Its second contribution arose from the mid 20th Century struggle for human equality. As the “Cradle of Civil Rights,” Atlanta played an important role in redefining the creed that all men are created equal. In a city too busy to hate, leadership and a path forward was found here that shifted American and, by virtue of the example democracy it provides to the world, global perceptions about human dignity, human rights, and human equality. Here at home it transformed schools and neighborhoods, businesses and industries, and written laws and unwritten values. Abroad it transformed perceptions of what constitutes legitimate government and legitimate freedom. Dr. King’s Dream was born of Atlanta and exported to the world. While injustice sadly still exists, it is more readily recognized and vanquished because of lessons learned here.

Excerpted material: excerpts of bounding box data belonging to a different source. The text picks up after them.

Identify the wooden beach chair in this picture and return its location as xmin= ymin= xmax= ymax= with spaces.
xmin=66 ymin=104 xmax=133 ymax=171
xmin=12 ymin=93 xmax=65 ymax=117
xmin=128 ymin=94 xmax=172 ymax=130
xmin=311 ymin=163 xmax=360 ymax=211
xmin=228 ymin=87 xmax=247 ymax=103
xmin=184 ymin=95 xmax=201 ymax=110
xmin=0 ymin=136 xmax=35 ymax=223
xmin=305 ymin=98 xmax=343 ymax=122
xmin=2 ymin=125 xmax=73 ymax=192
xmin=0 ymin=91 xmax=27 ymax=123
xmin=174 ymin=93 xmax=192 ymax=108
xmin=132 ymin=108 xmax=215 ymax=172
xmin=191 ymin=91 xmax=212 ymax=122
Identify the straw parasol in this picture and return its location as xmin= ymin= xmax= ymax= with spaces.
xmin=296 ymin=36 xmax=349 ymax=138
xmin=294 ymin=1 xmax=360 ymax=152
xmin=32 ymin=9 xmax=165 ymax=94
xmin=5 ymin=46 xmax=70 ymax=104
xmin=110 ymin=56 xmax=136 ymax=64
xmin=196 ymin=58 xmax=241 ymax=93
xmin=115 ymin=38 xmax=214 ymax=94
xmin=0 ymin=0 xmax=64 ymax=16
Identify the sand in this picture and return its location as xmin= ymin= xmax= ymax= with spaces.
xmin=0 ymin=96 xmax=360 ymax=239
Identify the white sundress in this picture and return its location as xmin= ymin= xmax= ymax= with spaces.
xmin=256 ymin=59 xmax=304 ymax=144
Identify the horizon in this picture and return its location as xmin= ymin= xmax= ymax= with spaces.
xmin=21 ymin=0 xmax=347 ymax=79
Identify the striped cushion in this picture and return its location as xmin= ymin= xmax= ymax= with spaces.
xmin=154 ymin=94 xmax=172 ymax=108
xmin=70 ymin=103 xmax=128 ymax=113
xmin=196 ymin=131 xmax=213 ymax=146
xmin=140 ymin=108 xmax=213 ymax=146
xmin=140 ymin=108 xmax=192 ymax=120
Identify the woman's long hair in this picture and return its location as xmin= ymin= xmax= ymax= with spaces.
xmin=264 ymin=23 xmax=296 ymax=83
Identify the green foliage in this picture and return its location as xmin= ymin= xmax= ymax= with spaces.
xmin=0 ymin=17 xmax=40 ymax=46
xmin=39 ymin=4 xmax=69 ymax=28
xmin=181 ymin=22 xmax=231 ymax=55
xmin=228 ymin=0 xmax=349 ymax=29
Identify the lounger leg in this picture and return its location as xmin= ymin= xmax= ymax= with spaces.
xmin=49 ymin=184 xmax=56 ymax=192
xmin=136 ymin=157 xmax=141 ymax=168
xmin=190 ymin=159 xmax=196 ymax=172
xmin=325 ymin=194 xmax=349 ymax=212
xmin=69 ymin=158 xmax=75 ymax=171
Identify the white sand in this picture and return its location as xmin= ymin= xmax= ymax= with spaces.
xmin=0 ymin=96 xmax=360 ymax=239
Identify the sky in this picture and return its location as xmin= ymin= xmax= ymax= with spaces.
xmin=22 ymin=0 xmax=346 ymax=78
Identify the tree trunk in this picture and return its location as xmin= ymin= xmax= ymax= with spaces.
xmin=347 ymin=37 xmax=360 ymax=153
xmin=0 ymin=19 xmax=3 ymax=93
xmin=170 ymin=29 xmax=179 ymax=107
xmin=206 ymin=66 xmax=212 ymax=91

Speaking as an Atlantan then, if the experiences of our 19th Century history begat an economic paradigm that would provide for the development and growth of cities, states, and nations, and if our 20th Century experiences led to a new social compass that guided the domestic and foreign agendas of democracies everywhere, certainly it must be reasonable to expect that here now in the 21st Century the tests we face will lead to something just as remarkable. But what are those challenges today that are testing our mettle? The air is dirty. Water is scarce and contaminated. We’re altering our climate. The land is less productive. Native flora and fauna are disappearing and invasive exotics are proliferating. Food safety is being questioned. Energy is expensive. Traffic is congested. Affordable housing is scant. And parks are lagging. Intuitively, it seems a common thread could be woven through these disparate problems (e.g. growth?), but a communal solution seems far from intuitive. There is this third piece of Atlanta that is missing. As the city became more economically prosperous over the last century and a half, and as it became more socially just over the last five decades, it did not necessarily become also more environmentally benign. Even the progress we seemingly did make may have been illusory. When we traded visible smoke for invisible carbon dioxide, the problems were not fixed, but merely transferred or put off. When we built more highway capacity to fix existing traffic problems, we also created inducements for more traffic and even tougher problems to follow. And every water solution proposed for Atlanta only seems to incite our downstream neighbors.
This third leg of the sustainability stool has as yet, eluded us here in Atlanta and because of it, we now face crises on many fronts. But from these crises are also opportunities. The New South paradigm arose from an economic crisis of mammoth proportions. Civil Rights leaped forward when a few brave souls created a crisis on the bus and at the lunch counter. If Atlanta was the crucible from which these two movements sprang forth, why shouldn’t Atlanta also be the place where a third movement will also originate – a third movement that will complete the sustainability triad and anoint Atlanta as the birthplace of sustainability? We in the Brook Byers Institute for Sustainable Systems look forward to your response.